Should Marketing Count?
Marketing is getting bogged down with numbers. Everybody wants metrics. Boards want numbers that justify marketing activities, marketers think they will give them credence and all sorts of third parties want metrics that they can sell to Boards and marketers. Too much measurement and not enough marketing. Another example of looking inwards when marketing should be focussed outwards.
But reading Herd has reminded me of Frederick Reicheld's elegant One Number You Need solution. It's based upon a single question - the one of those that he tested which yields the most powerful predictor of future success.
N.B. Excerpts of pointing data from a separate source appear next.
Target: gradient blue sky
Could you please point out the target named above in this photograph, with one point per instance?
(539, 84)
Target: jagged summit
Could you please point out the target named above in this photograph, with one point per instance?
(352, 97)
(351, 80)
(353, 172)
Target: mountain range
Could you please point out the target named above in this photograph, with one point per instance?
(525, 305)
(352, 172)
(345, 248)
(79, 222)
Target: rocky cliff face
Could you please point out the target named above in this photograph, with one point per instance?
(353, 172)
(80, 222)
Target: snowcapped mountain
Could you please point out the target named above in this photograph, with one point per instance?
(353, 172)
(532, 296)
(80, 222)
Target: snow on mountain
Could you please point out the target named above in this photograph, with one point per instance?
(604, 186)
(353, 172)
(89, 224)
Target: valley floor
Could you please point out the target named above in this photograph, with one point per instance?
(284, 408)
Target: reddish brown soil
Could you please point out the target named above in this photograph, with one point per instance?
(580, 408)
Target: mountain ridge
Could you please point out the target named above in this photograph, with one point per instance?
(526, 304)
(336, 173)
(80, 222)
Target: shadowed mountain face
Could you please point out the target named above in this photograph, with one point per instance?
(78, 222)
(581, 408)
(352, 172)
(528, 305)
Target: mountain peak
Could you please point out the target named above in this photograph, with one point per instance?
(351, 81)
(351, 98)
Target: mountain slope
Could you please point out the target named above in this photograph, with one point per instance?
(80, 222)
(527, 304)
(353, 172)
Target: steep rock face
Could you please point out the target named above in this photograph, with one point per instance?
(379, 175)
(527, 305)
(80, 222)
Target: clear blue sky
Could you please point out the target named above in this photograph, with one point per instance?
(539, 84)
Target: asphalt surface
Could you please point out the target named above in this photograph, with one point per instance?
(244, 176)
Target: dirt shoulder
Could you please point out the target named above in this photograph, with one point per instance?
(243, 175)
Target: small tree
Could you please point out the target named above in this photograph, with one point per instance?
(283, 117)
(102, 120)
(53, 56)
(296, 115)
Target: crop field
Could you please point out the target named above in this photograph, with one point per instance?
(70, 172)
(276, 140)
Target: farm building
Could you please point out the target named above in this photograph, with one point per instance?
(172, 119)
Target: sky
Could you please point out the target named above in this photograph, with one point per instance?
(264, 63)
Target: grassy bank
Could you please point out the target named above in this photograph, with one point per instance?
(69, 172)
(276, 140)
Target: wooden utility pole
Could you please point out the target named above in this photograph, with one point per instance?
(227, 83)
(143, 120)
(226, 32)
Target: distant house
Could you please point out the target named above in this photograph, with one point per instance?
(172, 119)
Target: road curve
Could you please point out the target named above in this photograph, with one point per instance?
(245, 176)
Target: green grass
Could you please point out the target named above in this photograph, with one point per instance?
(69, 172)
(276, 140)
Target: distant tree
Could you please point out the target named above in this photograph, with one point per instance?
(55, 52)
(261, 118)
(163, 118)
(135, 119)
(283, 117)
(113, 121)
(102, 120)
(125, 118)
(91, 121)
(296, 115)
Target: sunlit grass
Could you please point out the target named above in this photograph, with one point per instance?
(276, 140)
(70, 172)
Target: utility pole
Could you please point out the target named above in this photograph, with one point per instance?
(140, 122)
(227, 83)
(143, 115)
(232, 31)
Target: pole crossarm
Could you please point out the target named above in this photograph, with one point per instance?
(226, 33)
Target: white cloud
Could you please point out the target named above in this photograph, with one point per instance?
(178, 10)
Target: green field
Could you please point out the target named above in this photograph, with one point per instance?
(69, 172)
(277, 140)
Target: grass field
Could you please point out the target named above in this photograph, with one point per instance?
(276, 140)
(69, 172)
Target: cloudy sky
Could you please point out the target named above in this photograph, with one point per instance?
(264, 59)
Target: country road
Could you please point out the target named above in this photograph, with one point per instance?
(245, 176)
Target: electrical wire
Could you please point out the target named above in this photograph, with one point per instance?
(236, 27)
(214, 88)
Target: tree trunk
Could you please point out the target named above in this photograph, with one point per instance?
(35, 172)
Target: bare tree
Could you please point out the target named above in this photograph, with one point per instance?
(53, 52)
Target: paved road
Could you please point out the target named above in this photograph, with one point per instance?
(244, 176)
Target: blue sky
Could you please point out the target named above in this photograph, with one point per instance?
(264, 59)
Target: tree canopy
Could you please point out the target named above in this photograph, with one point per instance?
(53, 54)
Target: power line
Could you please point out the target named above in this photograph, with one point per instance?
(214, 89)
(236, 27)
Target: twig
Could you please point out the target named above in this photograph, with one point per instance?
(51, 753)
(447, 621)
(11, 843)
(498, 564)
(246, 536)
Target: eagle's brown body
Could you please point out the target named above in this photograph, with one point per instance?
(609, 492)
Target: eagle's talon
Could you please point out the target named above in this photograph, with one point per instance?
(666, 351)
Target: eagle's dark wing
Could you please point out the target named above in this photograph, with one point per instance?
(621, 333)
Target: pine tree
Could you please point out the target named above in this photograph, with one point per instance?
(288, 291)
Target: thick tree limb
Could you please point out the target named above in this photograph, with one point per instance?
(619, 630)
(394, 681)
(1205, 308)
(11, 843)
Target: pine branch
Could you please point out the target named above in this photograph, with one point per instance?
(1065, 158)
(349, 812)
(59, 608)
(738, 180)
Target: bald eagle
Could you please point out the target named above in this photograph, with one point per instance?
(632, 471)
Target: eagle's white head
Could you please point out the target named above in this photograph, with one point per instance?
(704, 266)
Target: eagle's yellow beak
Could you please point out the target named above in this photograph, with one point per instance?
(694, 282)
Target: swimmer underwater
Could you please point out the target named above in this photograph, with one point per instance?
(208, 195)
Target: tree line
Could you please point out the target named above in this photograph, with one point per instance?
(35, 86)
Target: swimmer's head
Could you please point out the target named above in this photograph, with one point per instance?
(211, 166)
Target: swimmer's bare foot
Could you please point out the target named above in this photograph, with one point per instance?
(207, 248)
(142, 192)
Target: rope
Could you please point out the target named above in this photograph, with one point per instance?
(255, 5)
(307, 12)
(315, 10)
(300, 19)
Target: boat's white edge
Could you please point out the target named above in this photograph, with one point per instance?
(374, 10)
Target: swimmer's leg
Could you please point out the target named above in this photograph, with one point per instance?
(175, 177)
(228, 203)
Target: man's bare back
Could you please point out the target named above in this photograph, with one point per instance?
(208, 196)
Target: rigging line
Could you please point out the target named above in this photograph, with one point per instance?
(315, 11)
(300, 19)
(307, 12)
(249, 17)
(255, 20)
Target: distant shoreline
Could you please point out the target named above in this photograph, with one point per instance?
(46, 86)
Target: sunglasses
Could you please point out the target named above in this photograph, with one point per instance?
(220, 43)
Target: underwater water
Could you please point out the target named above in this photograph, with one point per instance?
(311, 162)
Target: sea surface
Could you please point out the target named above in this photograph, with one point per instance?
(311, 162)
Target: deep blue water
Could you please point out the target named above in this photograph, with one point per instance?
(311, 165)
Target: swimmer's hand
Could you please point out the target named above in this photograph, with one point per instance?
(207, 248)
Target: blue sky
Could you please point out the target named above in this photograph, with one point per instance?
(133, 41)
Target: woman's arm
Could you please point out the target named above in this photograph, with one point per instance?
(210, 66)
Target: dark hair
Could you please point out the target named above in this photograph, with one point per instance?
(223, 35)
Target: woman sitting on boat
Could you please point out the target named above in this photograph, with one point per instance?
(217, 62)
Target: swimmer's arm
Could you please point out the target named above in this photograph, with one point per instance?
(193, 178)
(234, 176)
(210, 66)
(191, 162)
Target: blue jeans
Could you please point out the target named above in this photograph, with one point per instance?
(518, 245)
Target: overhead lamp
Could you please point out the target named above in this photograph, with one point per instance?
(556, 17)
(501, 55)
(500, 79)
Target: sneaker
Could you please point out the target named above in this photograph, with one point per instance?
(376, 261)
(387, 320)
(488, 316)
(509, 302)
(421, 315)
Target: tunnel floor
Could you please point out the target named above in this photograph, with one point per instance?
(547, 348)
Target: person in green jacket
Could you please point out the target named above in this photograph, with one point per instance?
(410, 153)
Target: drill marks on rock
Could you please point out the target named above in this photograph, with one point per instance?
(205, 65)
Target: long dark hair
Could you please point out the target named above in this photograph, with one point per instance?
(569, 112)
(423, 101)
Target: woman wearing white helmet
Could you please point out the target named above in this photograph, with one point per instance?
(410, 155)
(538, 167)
That question is: "On a scale of 0 to 10, how likely are you to recommend this company/product/service to a friend?"
This simple question is simplified even further by only recognising scores of 9 or 10 (called supporters) as indicators of real satisfaction. Scores of 0 to 6 are termed detractors while the remainder are called passive supporters and are rightly ignored. Regular readers will note how this ties in with my distrust of research as explained here.
Subtracting the percentage of detractors from the percentage of promoters yields the "net-promoter" score and world class performance equates to a score of 75% to 80%. The goal then is to "Get more promoters and fewer detractors” and fits with my philosophy of accentuating the negative by which I mean eliminating what's wrong (so that what's left is right) rather than focussing all efforts on potentially superfluous "improvements".
One number. It saves money on research, focusses everyone's mind on a simple goal and provides clear feedback. Tie the improvement of that number into employer incentives and ROI follows. Simple. Now let's get back to doing rather than analysing.
3 Comments:
Thanks for your interesting blog, John. Since the Harvard Business Review article, Fred Reichheld has published a book on the article's premise: "The Ultimate Question."
Here is info on the book:
http://www.netpromoter.com/book/index.php
And here is a link to Fred Reichheld's Net Promoter blog:
http://netpromoter.typepad.com/fred_reichheld/
Thanks for that Amy. Does the book add much to the original idea or is it just full of examples like many business books?
John, thanks for the links. Far more eloquently and smartly put - and exactly what I was driving at.
I'm going to find a way to give your "net promoter" score a bash. Thanks.